Hello, thanks for this interesting package, I am just using the code https://cran.r-project.org/web/packages/dsb/vignettes/end_to_end_workflow.html on a dataset I have to see what difference it can make. But I realized that having the option (denoise.counts = TRUE, use.isotype.control = TRUE) or (denoise.counts = FALSE, use.isotype.control = FALSE) return a very similar result...which surprise me .

This

cells.dsb.norm1 = DSBNormalizeProtein(
  cell_protein_matrix = cell.adt.raw,
  empty_drop_matrix = background.adt.mtx,
  denoise.counts = TRUE,
  use.isotype.control = TRUE,
  isotype.control.name.vec = isotype.controls
  )

takes longer time to run, and return: [1] "correcting ambient protein background noise" [1] "some proteins with low background variance detected check raw and normalized distributions. protein stats can be returned with return.stats = TRUE" [1] "Hu.CD48" "Hu.CD11c" "Hu.CD31" "Hu.CD62L" "Hu.CD36" [1] "fitting models to each cell for dsb technical component and removing cell to cell technical noise"

  | Hu.CD86 | Hu.CD274 | Hu.CD270 | Hu.CD155 | Hu.CD112 | Hu.CD47 | Hu.CD48 |   -- | -- | -- | -- | -- | -- | -- | -- | -- 0 | 1.944590 | 1.092919 | 1.101433 | 0.8200972 | 0.9423016 | 7.043330 | 1.31645800 |   1 | 4.206515 | 1.143181 | 1.104835 | 0.9502019 | 0.9075726 | 10.947148 | -0.32764956 |   2 | 2.777990 | 1.221543 | 1.247028 | 0.8633896 | 1.0350072 | 7.846072 | -0.06536306

while this:

cells.dsb.norm2 = DSBNormalizeProtein(
  cell_protein_matrix = cell.adt.raw,
  empty_drop_matrix = background.adt.mtx,
  denoise.counts = FALSE,
  use.isotype.control = FALSE
  )

is very quick, and return: [1] "Not running dsb step II (removal of cell to cell technical noise) Setting use.isotype.control and isotype.control.name.vec to FALSE and NULL" [1] "potential isotype controls detected: " [1] "Isotype_MOPC.21" "Isotype_MOPC.173" "Isotype_MPC.11" "Isotype_RTK4530" [5] "Isotype_RTK2071" "Isotype_G0114F7" "Isotype_RTK2758" "Isotype_RTK4174" [9] "Isotype_HTK888"
[1] "correcting ambient protein background noise" [1] "some proteins with low background variance detected check raw and normalized distributions. protein stats can be returned with return.stats = TRUE" [1] "Hu.CD48" "Hu.CD11c" "Hu.CD31" "Hu.CD62L" "Hu.CD36"

  | Hu.CD86 | Hu.CD274 | Hu.CD270 | Hu.CD155 | Hu.CD112 | Hu.CD47 | Hu.CD48 |   -- | -- | -- | -- | -- | -- | -- | -- | -- 0 | 1.582482 | 1.052647 | 1.120445 | 0.9469014 | 0.9177784 | 7.094805 | 1.4910953 |   1 | 4.205012 | 1.052647 | 1.120445 | 0.9469014 | 0.9177784 | 10.995484 | -0.4915249 |   2 | 2.981426 | 1.306219 | 1.324305 | 0.9469014 | 0.9177784 | 8.029984 | -0.4915249 |  

which is different of course, but surprising similar, even the heatmaps looks identical image Also FeaturePlot/VlnPlot looks very similar

Am I doing anything wrong?
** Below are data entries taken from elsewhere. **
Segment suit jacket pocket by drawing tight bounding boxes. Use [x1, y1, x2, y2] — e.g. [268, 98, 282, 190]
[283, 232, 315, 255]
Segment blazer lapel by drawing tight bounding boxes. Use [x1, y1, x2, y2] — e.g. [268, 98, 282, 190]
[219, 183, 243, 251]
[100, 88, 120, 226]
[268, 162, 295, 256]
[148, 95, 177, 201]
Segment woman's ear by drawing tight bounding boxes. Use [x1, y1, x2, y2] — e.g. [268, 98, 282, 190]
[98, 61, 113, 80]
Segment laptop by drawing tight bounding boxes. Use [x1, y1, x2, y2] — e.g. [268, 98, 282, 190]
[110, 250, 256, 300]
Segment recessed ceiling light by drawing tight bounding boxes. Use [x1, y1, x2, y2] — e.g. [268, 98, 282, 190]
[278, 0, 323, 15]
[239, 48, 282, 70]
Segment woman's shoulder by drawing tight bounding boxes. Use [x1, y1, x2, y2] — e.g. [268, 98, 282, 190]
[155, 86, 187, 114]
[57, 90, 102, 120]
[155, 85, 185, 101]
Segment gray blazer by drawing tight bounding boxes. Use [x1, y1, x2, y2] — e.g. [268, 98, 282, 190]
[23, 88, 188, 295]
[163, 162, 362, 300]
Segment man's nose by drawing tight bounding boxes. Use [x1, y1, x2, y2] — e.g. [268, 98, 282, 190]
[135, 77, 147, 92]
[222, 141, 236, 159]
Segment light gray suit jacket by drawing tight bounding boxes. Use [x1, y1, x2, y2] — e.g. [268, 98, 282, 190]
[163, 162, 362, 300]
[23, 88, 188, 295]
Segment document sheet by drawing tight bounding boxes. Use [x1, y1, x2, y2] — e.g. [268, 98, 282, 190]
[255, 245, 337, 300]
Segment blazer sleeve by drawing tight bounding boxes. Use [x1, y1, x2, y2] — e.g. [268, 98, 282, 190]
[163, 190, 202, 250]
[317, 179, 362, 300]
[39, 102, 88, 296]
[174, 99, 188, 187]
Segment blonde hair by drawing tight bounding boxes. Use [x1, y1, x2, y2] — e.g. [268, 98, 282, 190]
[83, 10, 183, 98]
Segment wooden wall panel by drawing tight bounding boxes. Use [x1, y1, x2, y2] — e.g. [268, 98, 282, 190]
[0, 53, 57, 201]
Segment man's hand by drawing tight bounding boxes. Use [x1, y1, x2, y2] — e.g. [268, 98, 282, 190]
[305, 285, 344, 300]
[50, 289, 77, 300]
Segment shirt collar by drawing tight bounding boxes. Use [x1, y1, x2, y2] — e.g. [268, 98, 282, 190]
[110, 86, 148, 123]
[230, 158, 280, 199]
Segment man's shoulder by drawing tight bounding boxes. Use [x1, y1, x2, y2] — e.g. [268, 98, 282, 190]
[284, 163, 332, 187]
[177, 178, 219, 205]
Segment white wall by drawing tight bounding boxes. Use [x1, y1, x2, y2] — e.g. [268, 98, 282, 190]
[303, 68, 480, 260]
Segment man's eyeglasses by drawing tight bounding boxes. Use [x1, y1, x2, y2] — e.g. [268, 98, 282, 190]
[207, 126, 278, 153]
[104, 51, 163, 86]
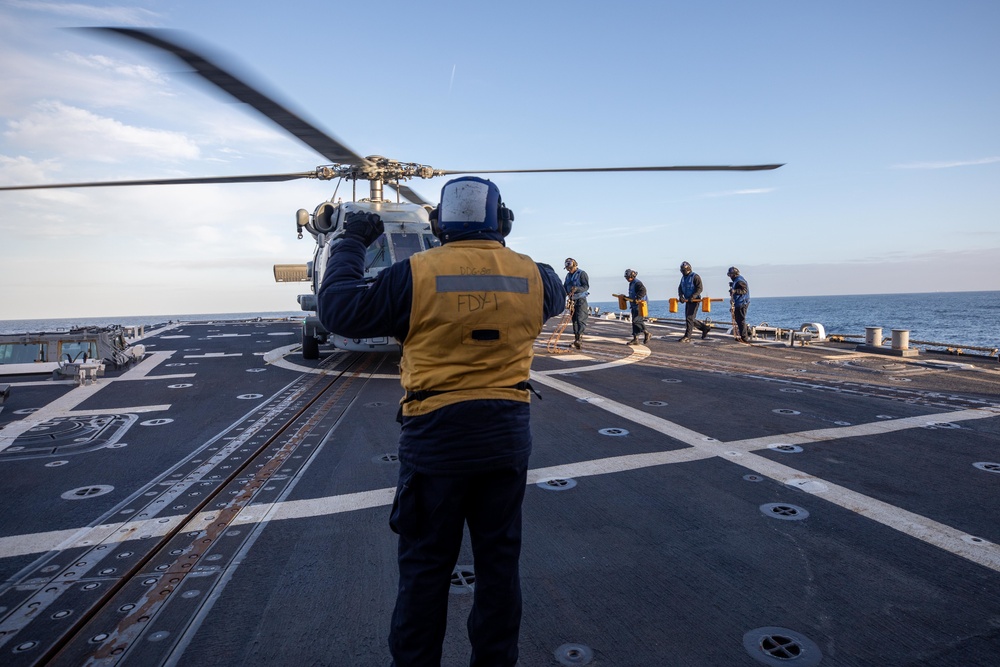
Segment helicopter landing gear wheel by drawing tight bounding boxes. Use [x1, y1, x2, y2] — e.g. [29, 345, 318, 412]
[302, 331, 319, 360]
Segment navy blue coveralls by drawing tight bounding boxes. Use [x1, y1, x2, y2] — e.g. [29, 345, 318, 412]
[318, 232, 566, 667]
[563, 268, 590, 340]
[628, 278, 646, 338]
[729, 276, 750, 343]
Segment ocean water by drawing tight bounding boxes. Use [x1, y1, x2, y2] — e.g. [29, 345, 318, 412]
[590, 292, 1000, 348]
[0, 292, 1000, 348]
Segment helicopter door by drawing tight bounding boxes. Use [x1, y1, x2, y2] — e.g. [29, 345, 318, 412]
[389, 233, 423, 262]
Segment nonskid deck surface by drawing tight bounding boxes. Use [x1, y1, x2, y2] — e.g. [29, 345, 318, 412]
[0, 320, 1000, 666]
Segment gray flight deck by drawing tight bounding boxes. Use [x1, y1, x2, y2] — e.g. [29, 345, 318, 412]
[0, 319, 1000, 667]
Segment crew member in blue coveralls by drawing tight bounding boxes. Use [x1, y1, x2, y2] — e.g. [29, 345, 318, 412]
[318, 177, 566, 667]
[677, 262, 712, 343]
[563, 257, 590, 350]
[726, 266, 750, 343]
[625, 269, 649, 345]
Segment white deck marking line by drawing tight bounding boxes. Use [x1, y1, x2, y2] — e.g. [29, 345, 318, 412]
[531, 342, 653, 378]
[0, 352, 173, 452]
[183, 352, 243, 359]
[264, 343, 402, 378]
[0, 373, 1000, 571]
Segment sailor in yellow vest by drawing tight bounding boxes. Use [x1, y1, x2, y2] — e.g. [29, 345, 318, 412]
[318, 177, 566, 667]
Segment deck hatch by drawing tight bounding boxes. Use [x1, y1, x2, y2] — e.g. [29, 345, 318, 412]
[743, 627, 823, 667]
[760, 503, 809, 521]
Thanks

MattPM commented 1 year ago

Hi @domi84 Apologies for my delayed response. The correction in step II is often a smaller adjustment. A heatmap will not really show difference between dsb with or without step II, since this is adjusting cell to cell variations and the mean values will probably be similar. You could look at the differences when doing some protein-protein correlations to get a feel for the the changes in cell to cell variation that this step has. In particular, values of a single protein within a single cell type at the cell to cell level, for example. In this particular dataset it does look like step II has a relatively small effect, based on a few cells you showed, but the values are different and those differences and the larger differences you might see in other cells are due to removal of technical cell to cell variations.